October 26th, 2012 by Stewart Bryson
This could be the longest series of blog posts in Rittman Mead history… not in number of posts (this is only the third), but in length of time from start to finish. I don’t think that’s a record anyone is actively pursuing, nor am I proud to (possibly) be the record holder, so my apologies to those of you waiting anxiously for each new installment. To reset… I’m discussing using OBIEE to report against transactional schemas. I started with an introduction, and followed up with a few words on aliases. Now I’d like to discuss a general approach to defining logical fact and dimensional tables in the OBIEE Business Model and Mapping layer.
Finding logical tables buried away in a highly normalized model is really as simple as taking a business view of the data. With Customer data for instance, business users don’t think about (or even understand) normalized models with separate entities for Customer, and Customer Category, and Customer Type, and Customer Status, etc. To the business users, these are all attributes of a single entity: Customer. If we think about the BMM layer in OBIEE as a way to present a uniformed model to a business user, or at least a basic user with no knowledge of the underlying 3NF model used for running the business, then we should ask ourselves a simple question: how would a business user want to see this data?

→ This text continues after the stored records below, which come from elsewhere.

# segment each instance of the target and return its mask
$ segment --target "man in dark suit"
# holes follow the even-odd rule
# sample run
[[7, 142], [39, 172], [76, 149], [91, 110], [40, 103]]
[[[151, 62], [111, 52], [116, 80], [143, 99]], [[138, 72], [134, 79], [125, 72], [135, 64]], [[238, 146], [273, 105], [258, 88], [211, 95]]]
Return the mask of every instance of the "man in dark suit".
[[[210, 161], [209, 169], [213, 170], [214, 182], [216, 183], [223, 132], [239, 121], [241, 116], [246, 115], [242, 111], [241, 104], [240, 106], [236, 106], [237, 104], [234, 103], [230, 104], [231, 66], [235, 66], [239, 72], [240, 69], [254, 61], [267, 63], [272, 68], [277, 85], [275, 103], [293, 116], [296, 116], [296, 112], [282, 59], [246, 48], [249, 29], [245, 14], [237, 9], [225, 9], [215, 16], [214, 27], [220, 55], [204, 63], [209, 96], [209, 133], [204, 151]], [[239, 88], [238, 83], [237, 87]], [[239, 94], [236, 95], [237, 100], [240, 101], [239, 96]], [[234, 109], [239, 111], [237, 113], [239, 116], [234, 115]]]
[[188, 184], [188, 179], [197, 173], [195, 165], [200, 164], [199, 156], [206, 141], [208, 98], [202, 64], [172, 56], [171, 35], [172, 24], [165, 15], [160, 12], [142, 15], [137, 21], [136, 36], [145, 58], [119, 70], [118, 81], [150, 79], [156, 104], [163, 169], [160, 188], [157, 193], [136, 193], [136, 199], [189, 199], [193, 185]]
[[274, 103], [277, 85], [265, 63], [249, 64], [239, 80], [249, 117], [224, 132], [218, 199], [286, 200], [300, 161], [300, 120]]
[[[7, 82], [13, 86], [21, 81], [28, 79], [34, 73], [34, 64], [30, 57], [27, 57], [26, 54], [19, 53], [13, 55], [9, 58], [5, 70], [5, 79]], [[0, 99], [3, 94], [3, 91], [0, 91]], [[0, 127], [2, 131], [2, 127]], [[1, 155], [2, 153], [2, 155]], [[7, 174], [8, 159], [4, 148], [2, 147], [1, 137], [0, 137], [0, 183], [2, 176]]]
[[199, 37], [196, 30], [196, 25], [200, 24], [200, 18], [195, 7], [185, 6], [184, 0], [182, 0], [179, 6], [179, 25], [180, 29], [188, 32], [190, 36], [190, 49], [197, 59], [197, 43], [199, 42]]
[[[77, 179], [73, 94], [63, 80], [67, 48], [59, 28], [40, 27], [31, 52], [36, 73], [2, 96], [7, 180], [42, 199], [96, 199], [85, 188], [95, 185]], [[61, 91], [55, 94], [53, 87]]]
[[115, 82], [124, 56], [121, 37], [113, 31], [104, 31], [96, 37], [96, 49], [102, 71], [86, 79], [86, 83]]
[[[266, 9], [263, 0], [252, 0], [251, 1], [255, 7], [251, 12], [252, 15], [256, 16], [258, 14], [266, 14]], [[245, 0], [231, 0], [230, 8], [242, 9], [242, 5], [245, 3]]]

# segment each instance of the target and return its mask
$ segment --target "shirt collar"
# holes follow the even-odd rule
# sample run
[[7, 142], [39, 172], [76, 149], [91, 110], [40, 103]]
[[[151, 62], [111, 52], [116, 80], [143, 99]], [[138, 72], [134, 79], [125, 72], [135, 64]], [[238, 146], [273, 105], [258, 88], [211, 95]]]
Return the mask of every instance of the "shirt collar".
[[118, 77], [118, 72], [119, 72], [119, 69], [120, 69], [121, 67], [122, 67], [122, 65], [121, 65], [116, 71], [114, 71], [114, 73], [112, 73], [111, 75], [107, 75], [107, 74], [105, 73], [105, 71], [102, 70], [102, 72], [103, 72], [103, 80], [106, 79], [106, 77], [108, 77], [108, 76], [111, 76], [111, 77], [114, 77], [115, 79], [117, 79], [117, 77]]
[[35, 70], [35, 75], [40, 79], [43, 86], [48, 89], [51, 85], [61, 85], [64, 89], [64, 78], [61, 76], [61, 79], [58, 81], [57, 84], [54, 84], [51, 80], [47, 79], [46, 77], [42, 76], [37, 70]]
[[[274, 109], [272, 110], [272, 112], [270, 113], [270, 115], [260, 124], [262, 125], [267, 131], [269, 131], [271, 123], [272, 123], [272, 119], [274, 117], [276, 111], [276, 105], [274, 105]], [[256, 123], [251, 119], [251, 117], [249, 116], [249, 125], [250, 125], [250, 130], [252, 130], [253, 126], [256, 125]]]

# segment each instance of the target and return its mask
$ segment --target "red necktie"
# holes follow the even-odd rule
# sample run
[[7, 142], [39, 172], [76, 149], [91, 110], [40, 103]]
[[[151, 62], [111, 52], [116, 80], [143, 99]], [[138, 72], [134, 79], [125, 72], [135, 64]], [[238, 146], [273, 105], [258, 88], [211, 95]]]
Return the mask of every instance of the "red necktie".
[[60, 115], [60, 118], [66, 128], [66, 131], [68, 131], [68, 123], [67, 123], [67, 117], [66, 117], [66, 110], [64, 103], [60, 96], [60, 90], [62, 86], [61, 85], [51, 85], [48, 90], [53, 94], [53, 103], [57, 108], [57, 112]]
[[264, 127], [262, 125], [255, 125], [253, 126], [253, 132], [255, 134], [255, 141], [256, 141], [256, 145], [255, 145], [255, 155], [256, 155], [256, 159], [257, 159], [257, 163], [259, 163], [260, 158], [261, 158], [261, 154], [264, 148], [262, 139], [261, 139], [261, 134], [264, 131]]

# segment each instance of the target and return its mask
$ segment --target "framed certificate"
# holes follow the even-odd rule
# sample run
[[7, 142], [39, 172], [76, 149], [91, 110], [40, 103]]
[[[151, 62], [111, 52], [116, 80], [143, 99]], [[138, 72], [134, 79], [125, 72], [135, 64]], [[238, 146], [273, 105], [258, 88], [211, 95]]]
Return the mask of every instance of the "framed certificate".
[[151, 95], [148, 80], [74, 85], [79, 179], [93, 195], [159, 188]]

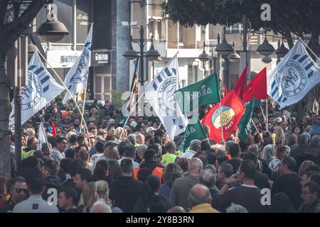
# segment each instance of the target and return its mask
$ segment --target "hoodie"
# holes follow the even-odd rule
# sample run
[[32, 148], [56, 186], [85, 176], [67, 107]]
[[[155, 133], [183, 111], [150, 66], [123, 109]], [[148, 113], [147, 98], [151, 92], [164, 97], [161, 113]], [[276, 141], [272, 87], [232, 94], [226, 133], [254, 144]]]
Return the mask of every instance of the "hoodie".
[[134, 208], [134, 213], [166, 213], [171, 208], [170, 200], [162, 194], [146, 199], [143, 196], [138, 199]]
[[137, 200], [142, 196], [143, 183], [132, 177], [120, 176], [110, 184], [110, 198], [113, 206], [124, 213], [132, 213]]
[[170, 200], [173, 205], [182, 206], [186, 211], [188, 211], [189, 208], [188, 201], [189, 192], [194, 185], [198, 183], [198, 175], [186, 174], [183, 177], [176, 179], [170, 192]]
[[55, 189], [57, 190], [57, 193], [58, 192], [60, 188], [61, 187], [61, 183], [60, 182], [60, 177], [56, 176], [48, 176], [44, 179], [44, 185], [46, 187], [46, 189], [42, 194], [42, 198], [47, 201], [48, 198], [53, 195], [53, 193], [50, 192], [50, 193], [48, 192], [48, 191], [50, 189]]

So our job is to undo the brilliant normalization work performed by the transactional data modelers, and combine all of these separate entities into a single, conformed dimension table or fact table. In it’s purest form, I am describing nothing more than real-time ETL, because the logic applied in the BMM is the same sort of logic we would use in an ETL tool to construct facts and dimensions in the physical world.
Thinking only about logical dimension tables for a moment, we start with the most basic and granular entity that composes the heart of the logical dimension, and start joining outward to include all the other ancillary entities needed to form a complete picture of that dimension. With the Customer Tracking application, the logical place to start is the Dim – Customer logical dimension, and the most basic table to use as a starting point is EBA_CUST_CUSTOMERS. This table contains the main attributes of Customer: the name, the address, etc. So I’ll construct a logical table source and start with the EBA_CUST_CUSTOMERS table, and then I’ll add additional physical entities using the (+) button, as depicted below.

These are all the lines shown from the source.